- Self - Former Director, Office of Special Investigation against War Crimes (US Justice Department): The strategy of the Prosecutors was to convict the defendants using their own words and their own recording of their criminal deeds.
- Self - Historian: The written word was absolutely inadequate to describing what had happened. An ordinary criminal situation, you know, you're walking down the street and someone puts a gun to your chest and demands your money. We can all imagine that. But, you couldn't imagine what happened in the Nazi reign of terror. And the only compelling way to do that, I think, really, was through film.
- Budd Schulberg: Someone asked me what was almost like the most horrifying moment of all the horrifying moments. And I said I think it may be in the - in that German film on - on Warsaw. They show just where the poor emaciated bodies are being buried. And they have a cameraman, a German cameraman, right down deep in the pit shooting up as these emaciated, naked bodies are being flung past him. They are actually doing - they are not exposing from the other side - this is them, photographing what they were doing, including the most unbelievable, I mean, women with infants were being thrown down past the cameraman.

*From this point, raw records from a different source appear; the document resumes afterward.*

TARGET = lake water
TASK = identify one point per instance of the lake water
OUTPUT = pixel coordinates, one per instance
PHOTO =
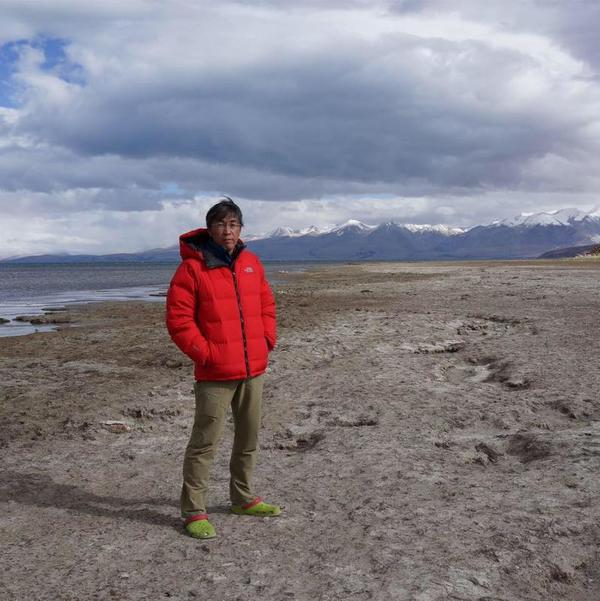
(28, 289)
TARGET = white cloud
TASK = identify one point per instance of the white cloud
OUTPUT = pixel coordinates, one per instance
(324, 110)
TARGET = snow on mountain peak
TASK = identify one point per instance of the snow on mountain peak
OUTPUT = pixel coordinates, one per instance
(440, 228)
(352, 225)
(557, 217)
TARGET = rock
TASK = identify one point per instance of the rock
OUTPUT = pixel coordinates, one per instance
(116, 427)
(38, 320)
(528, 447)
(492, 454)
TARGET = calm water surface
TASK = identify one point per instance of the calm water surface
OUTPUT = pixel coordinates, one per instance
(27, 289)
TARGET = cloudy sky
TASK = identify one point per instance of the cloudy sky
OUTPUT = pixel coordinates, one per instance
(121, 122)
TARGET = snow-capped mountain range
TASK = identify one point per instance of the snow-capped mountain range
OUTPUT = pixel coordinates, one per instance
(524, 236)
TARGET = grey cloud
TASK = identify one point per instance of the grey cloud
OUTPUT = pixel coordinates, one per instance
(368, 113)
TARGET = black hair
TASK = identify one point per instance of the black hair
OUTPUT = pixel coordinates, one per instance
(224, 207)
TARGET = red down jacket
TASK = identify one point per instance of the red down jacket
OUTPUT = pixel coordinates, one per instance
(221, 316)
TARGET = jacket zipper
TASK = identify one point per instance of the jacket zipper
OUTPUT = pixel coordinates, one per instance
(237, 294)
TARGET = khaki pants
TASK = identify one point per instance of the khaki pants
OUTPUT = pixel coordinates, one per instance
(212, 400)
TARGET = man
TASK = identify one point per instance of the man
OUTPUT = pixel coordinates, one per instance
(221, 313)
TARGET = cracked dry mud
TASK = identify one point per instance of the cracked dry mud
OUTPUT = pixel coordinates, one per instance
(432, 431)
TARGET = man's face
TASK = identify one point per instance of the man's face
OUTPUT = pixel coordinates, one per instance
(226, 232)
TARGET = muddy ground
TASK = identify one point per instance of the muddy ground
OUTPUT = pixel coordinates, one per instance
(432, 431)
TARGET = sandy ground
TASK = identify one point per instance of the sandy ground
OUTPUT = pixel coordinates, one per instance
(432, 431)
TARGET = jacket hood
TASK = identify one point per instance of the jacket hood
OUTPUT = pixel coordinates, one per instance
(195, 245)
(191, 243)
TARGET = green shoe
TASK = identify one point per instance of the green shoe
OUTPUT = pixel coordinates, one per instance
(257, 508)
(198, 526)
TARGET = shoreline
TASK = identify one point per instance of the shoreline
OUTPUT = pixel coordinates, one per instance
(430, 430)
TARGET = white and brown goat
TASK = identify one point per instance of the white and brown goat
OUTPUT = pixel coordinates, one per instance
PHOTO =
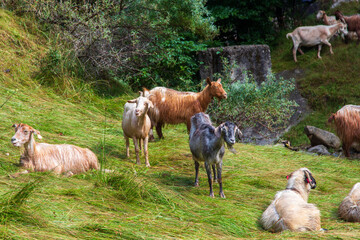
(349, 209)
(59, 158)
(290, 209)
(136, 125)
(314, 35)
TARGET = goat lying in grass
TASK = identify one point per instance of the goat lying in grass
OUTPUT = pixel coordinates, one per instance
(314, 35)
(59, 158)
(207, 145)
(349, 209)
(290, 210)
(136, 125)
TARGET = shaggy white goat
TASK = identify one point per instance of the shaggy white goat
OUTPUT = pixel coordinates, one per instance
(60, 158)
(349, 209)
(290, 210)
(136, 125)
(314, 35)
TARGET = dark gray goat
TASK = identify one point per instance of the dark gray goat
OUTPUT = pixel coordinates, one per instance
(207, 145)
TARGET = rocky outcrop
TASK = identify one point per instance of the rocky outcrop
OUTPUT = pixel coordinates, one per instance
(253, 58)
(318, 136)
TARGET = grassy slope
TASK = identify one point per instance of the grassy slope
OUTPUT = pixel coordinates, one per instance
(135, 202)
(330, 82)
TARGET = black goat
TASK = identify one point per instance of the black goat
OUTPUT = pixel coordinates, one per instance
(207, 145)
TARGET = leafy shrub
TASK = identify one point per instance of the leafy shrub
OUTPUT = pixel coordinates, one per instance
(249, 104)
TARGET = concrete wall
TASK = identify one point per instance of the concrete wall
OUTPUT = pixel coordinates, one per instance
(253, 58)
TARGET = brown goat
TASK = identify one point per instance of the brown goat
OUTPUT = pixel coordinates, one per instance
(353, 22)
(347, 124)
(60, 158)
(174, 107)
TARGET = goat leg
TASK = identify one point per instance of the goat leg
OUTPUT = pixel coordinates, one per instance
(208, 171)
(196, 173)
(146, 140)
(136, 150)
(214, 171)
(219, 168)
(159, 130)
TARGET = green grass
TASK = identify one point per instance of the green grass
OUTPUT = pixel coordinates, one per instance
(135, 202)
(329, 83)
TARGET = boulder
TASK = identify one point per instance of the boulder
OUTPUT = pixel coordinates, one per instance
(319, 149)
(318, 136)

- Self - Assistant to the French Judge at Nuremberg: I was 21 or 22 years old. It was extremely disturbing. These horrific images were being shown at the very beginning of the trial, and they provoked considerable emotion, even among the defendants, who could no longer say that it hadn't happened. The vision of corpses being pushed by bulldozers - it was an abomination.
- Self - Memorium Nürnberger Prozesse: [referencing "The Nazi Plan", second film shown at the Nuremberg Trial] Both Schulbergs, I would say, were very much responsible for shaping our image. Even today, most documentaries made about the so-called Third Reich, go back to footage that was systemized and gathered for that film. Everyone is going to that source and uses it.

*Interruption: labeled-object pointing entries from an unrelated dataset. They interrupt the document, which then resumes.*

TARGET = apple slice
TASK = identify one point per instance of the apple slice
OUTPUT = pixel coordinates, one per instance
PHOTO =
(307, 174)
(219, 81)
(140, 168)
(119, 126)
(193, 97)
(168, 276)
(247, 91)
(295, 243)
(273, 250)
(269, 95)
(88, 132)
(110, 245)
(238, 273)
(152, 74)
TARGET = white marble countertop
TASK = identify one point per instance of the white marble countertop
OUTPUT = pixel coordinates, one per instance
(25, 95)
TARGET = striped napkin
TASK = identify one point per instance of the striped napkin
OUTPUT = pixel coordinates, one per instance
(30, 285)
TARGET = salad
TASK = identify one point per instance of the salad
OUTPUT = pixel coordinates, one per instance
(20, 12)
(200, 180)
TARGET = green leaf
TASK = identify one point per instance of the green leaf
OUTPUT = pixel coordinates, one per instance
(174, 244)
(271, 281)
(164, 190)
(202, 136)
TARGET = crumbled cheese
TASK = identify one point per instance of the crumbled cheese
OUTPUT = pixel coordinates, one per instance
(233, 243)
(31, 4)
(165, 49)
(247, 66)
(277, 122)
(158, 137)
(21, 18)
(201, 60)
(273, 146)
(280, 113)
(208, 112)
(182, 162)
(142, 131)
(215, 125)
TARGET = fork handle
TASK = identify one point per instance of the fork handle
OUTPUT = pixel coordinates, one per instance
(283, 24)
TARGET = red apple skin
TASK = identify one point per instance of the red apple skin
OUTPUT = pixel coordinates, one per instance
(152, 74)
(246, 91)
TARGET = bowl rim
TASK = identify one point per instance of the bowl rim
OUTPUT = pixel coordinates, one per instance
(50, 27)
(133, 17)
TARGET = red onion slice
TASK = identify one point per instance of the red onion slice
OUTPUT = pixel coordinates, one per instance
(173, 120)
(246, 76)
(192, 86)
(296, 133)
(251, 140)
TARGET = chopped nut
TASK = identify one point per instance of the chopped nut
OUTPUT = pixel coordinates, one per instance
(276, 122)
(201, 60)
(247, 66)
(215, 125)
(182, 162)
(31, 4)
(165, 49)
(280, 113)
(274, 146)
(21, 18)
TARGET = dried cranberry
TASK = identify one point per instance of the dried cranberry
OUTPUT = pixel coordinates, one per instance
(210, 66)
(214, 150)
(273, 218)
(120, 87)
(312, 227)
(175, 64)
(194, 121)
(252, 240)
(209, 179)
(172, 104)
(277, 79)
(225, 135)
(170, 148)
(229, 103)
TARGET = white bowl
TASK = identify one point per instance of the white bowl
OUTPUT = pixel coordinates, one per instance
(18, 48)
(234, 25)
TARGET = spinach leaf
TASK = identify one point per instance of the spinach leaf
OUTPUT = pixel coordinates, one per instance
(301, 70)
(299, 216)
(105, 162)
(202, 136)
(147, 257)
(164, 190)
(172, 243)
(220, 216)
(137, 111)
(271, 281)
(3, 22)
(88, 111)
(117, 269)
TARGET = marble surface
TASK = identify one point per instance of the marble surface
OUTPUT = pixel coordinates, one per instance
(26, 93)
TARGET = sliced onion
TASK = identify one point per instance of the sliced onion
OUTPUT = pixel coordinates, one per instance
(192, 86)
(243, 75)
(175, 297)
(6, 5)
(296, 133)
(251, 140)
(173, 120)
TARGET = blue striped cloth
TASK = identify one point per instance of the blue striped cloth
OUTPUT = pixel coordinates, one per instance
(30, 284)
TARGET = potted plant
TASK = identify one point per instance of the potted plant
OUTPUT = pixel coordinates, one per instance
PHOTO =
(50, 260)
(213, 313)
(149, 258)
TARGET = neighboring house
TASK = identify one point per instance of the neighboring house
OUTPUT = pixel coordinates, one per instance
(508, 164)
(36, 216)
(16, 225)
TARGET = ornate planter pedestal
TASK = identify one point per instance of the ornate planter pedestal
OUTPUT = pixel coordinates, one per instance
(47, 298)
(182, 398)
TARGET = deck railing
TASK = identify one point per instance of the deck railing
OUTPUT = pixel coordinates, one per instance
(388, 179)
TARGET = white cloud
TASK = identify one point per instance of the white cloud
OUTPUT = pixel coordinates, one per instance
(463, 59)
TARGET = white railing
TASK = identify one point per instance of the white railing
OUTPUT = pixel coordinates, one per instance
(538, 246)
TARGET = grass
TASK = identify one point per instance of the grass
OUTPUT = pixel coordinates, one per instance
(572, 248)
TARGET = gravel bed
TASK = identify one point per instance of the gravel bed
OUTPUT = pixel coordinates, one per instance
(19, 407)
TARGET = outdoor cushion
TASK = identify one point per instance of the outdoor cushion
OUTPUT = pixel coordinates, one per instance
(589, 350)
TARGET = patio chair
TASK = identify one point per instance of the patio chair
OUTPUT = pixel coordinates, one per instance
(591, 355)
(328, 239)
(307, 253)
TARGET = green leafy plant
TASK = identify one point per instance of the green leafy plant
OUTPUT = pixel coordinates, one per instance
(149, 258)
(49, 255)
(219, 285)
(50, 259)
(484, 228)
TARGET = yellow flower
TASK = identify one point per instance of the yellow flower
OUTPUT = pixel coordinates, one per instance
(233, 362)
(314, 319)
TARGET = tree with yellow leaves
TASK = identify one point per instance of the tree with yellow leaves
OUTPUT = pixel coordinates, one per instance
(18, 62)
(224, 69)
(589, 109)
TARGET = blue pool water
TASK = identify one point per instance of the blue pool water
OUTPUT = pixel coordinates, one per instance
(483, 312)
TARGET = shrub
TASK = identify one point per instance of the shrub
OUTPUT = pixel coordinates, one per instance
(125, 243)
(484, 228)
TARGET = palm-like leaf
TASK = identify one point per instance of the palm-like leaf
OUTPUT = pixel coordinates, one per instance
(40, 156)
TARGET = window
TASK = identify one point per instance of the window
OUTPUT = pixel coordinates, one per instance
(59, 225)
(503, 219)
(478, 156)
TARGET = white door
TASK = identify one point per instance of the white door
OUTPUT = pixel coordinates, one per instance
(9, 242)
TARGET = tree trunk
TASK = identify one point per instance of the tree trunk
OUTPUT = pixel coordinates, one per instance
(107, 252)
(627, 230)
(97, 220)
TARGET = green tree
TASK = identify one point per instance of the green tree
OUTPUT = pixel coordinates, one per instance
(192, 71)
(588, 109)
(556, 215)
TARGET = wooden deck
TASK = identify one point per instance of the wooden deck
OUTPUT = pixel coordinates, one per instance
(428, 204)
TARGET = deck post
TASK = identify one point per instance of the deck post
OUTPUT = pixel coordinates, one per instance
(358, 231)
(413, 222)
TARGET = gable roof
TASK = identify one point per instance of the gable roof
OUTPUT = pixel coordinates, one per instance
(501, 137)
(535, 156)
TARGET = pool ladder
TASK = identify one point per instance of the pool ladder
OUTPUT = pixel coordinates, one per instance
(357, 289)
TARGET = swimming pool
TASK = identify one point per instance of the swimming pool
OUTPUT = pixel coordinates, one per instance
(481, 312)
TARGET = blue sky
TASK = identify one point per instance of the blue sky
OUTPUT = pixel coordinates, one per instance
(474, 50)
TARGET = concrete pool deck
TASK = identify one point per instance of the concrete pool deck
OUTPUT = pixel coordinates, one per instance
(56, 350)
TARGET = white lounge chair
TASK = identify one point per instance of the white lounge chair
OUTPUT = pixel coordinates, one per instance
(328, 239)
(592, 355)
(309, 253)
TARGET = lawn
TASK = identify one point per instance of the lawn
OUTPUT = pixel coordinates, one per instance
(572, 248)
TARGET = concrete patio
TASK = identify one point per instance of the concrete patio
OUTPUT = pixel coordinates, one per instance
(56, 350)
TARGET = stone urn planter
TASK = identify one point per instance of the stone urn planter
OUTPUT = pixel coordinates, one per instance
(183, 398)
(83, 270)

- Self - Assistant to the French Judge at Nuremberg: It created a terrible shock. Even the defendants who had been saying, "We didn't know about it" - even they were forced to confront the horror. That was a clever move by Jackson, to show these horrific images so early in the trial.
- Self - Specialist for visual German Propaganda in Word War II: At the very least, it's a remarkable coincidence that we have all these film fires for a period of time. It's likely that there was a systematic policy to destroy incriminating film.

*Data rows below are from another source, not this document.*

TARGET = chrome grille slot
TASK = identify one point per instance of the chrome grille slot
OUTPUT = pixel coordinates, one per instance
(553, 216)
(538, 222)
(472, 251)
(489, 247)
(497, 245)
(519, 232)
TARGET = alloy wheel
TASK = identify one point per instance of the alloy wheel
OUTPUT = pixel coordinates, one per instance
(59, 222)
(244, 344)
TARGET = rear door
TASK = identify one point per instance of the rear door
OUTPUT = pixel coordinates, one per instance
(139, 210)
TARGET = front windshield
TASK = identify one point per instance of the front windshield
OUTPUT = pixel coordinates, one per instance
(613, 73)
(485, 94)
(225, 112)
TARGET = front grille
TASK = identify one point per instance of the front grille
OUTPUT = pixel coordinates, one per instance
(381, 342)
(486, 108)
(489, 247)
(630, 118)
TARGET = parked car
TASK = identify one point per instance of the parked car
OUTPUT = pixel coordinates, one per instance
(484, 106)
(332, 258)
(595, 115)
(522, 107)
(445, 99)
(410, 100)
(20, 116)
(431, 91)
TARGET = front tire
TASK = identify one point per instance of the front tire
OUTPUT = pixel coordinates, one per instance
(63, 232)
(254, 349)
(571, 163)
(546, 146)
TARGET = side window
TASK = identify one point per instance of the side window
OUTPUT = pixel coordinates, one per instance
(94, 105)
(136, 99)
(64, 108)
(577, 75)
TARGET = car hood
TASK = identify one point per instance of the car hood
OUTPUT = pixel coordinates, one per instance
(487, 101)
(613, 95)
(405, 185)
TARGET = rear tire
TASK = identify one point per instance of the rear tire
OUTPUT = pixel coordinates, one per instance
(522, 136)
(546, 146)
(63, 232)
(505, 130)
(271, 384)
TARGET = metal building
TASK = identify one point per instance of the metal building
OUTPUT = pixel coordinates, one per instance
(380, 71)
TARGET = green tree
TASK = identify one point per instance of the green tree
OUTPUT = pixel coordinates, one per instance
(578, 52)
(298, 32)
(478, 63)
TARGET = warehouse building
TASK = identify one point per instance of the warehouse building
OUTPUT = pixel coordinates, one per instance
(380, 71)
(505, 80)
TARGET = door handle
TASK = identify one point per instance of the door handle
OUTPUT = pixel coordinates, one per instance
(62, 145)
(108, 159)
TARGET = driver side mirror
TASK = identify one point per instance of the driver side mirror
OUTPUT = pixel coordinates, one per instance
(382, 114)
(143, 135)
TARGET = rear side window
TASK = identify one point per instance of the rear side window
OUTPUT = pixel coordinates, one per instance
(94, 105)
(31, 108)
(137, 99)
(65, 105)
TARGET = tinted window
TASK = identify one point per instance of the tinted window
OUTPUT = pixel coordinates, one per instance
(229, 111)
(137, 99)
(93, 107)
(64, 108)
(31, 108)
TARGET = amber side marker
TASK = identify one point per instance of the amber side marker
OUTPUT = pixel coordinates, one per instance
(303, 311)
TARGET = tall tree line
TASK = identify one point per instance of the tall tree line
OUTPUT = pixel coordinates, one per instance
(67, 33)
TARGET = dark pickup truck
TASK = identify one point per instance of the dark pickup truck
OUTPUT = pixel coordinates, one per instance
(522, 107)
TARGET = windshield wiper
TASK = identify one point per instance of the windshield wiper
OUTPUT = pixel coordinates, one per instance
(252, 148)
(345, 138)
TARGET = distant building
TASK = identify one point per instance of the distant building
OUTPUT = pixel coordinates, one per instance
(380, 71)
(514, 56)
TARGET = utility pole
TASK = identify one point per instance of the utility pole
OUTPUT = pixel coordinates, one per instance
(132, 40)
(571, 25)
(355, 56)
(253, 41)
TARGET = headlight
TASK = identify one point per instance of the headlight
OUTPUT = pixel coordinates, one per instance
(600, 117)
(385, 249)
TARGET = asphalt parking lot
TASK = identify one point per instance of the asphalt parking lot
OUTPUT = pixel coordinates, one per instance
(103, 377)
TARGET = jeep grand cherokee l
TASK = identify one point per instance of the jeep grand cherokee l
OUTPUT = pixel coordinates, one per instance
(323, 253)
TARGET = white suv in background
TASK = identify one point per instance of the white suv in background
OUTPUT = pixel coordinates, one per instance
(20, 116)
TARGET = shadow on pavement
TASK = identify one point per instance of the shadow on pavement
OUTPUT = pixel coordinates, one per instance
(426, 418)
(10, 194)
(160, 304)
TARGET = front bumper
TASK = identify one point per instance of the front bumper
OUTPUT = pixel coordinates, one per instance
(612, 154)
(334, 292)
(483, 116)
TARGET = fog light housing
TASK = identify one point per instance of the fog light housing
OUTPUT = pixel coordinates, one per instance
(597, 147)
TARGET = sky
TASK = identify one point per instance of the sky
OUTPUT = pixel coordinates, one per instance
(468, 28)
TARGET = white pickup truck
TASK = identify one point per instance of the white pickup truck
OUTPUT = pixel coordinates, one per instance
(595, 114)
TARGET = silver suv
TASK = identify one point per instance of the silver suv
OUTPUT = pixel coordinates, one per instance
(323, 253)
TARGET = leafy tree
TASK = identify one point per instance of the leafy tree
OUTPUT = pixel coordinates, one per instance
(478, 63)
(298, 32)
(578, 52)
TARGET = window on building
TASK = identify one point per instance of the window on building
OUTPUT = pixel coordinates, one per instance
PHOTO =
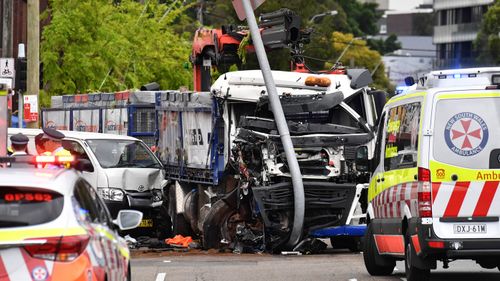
(443, 15)
(466, 15)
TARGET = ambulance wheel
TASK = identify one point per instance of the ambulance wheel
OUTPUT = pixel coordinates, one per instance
(414, 273)
(375, 264)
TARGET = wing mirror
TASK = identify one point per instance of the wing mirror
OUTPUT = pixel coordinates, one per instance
(361, 160)
(84, 165)
(128, 219)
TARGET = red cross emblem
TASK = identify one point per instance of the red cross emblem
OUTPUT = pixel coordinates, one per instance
(467, 133)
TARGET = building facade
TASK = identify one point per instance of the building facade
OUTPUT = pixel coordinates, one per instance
(457, 25)
(17, 33)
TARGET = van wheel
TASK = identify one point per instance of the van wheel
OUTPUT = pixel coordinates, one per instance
(375, 264)
(414, 273)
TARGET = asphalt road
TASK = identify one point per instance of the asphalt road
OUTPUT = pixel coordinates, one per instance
(334, 265)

- Budd Schulberg: Major Avenarius, I'll never forget him, and he says, "I don't understand why is it a young naval officer coming into Soviet-controlled Germany. I just don't understand what you're doing?" So, I said, "Look, it's a long story, Major, but, we're part of the - of the - of Commander John Ford's..." I kind of got that far and he said, "John Ford!" In one word, he said, "John Ford!" He said, "You know John Ford?" And I said, "Yeah, we work - he's our boss." Well, he says, like, "I have written two books about John Ford." He - it turns out that this man is the biggest expert on John Ford in the world. He wants to know movie by movie by movie - every single one. He got so excited, he said, "Remember that shot in 'Young Abe Lincoln,' when Henry Ford has his foot put up on a desk and they're shooting it - remember the angle?" Now, he's our friend. He'd really do anything for us. He said, "Come on." He's got all the negatives of films that we'd been looking for. And he actually said, like, "Bring a truck. You can take anything you want."
- Self - Former Director, Office of Special Investigation against War Crimes (US Justice Department): That's why I think they made this film. They wanted to make sure the world didn't forget and that the world would learn these lessons. Unfortunately, we still have a lot to learn.
- Self - Memorium Nürnberger Prozesse: During the Marshall Plan, millions of millions of dollars were invested in, not only in Germany but in the whole of Europe, but also in Germany to help them recover their economy, to bring them forth. And this, of course, collides with the idea of punishing war criminals. Bulldozers pushing the dead bodies in mass graves, that would clearly - yeah - that would clearly harm the idea of helping these people.
- Self - Daughter of Stuart Schulberg: It wasn't just an accident that this film was not released in American theaters, it was a government decision.
- Self - Former Director, Office of Special Investigation against War Crimes (US Justice Department): The same Cold War that brought, for the most part, an end to post-war allied enthusiasm for prosecuting Nazi war criminals, that caused the trials to basically petered out by 1950, that same Cold War, in which now, of course, Germany was - or, at least, Western Germany was our ally and our former ally, the Soviet Union, was now our enemy. Not at all the story portrayed in the film. The film conflicted with that - that narrative. And so a great opportunity was lost to educate Americans - and to remind them of what we fought for.
- Narrator: Drawing on "The Nazi's Plan" meticulous chronology, the hearings continue. Weeks and months of questioning and cross examinations ensue. The Americans and their allies want to show the world that despite the enormity of the crimes, Justice can be impartial. The founding principals of international justice are at stake - as Stuart Schulberg embarks on the official documentary about the trial. The new mission is fraught with obstacles.
- Budd Schulberg: The SS had its own film unit and that they made what they called reports, we would call it atrocities, but, it was work that they were very proud of - killing all these Jews and doing all this all, from their point of view, purifying, cleansing Germany - and eventually all of Europe. They told me that these films, they were often 2-reel films would be shown at the homes of the Nazi leaders, like Goebbels and Himmler, Hitler, and the rest of them. And they called them, "Desserts." Because they showed them as a sort of entertainment, after dinner.